Fifth Son waits as the sun sinks and First Son slowly crosses the glimmering sand. He waits until First Son has come about half the distance between him and the rock. Then, casually, as soon as First Son has gone still and the last stone thrown by him has vanished under the surface, he takes a stone from his pouch, measures the distance, and tosses it to land at First Son’s feet.
There is a moment of stillness. Wind whispers at his back. The long afternoon shadows of the WiseMothers stripe the nesting ground, cloudy, bright, cloudy, bright.
First Son springs, dashing for the safety of the central hummock. But no creature can run faster than the ice wyrms.
Three claws pierce the sand, engulfing the stone, and then the thick shaft of a tail thrusts through, whipping back and forth, seeking. The creature’s skin is so clear, like ice, that Fifth Son sees the venom curdling beneath. It strikes. The spiked tail recoils faster than the eye can see. Three times it strikes, for First Son is nimble and desperate enough that his luck holds twice as he dodges; but on the third it stings. And vanishes beneath the sand.
First Son howls in pain, in fury. In fear.
In his convulsions, he drops all the stones he has gathered for the return trip. They rain down around him like so much fist-sized hail. Tiny claws seek, find, and gather them into their grave, where they will lie for aeons in the clutches of the ice-wyrms. What use do the ice wyrms have for stones?
Who can know?
As First Son shakes and jerks, as spittle and frothy copperish blood foam from his mouth and nostrils and ears and eyes, Fifth Son cautiously slides off the hummock and circles it. First Son’s thrashing and spasms certainly will disorder the filaments that carry sound and motion to the burrowing ice-wyrms. But he still has to get the braids off First Son before he vanishes beneath the sands and thus those two trophies become lost to him. This is the most dangerous part, because it must be timed just right so that he reaches First Son after he can no longer struggle but before the ice wyrms drag him beneath.
Slowly Fifth Son circles. Slowly his rival stiffens or really, more precisely, solidifies.
His convulsions slow, stall, and the tiny claw stalks, the tendrils of the ice-wyrms, twine like vines up his legs and begin to haul him down, an ungainly process with something this large. First Son’s eyes are frantic with fear, the only fear one of the RockChildren is ever allowed to express without losing all honor and position. Fifth Son tosses a stone to the opposite side of the nesting ground and as the movement ripples out, attracting attention over there, he slides in toward his rival, who can see him but no longer resist.
He cuts off his brother’s braid. He takes for himself the braid of Seventh Son, gained only yesterday. The day grows dim, as dim as it will get at this time of year. Only the brightest stars in the fjall of the heavens can pierce midsummer’s cloak.
He tosses a stone and slide-steps away, far enough to watch safely, and then he waits, still and silent with his feet on the venomous sands.
He watches as First Son is swallowed under the sands. He is helpless, and will remain so for a very, very long time. The priests say that the ice-wyrms digest that which they drag down into their nest, or that the thing which incubates there and which they protect digests it.
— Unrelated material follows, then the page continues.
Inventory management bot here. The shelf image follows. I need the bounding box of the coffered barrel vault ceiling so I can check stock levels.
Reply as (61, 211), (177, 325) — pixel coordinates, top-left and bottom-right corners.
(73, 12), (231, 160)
Who can know? Who has ever returned to speak of such a thing?
The WiseMothers do not answer that particular question.
According to the priest, who may or may not know the truth of these matters, for it is in their interest to claim knowledge that they might not actually possess, it can take up to a thousand years for the living rock—that which First Son has now become—to be digested in the belly of the nesting ground. A thousand years is the life span of twenty-five RockChildren, each one measured from the ending of the last. That is a long time to take to die, and every moment of it—so the priests say—awake, aware, and in agony.
But a thousand years is nothing to the sea. A thousand years is nothing to the wind. And to the bones of the earth laid bare at the surface as rock, a thousand years might encompass the merest shifting of one finger of a WiseMother’s hand. To the stars that lie above in the fjall of the heavens, a thousand years does not even encompass a thought.
One stone at a time he moves out of the hollow, and he reaches safe ground as dawn brightens the short summer’s gloom that passes as night.
From far below he dreams he hears the singing of SwiftDaughters and the stamp and scrape of their feet on the dancing ground. He counts his braids: one, two, three, four, five. And the sixth his own, still attached to his head.
Triumphant, he descends from the fjall to proclaim his victory.
When Alain woke, finding himself tangled in the bedclothes and alone in the bed, he heard Tallia praying. She spoke the words in a rush, as if she feared she would not have time to say them all. It was near dawn. She knelt by the unshuttered window, modestly clothed in a shift, with her head bent and her slight shoulders curled as under a great weight.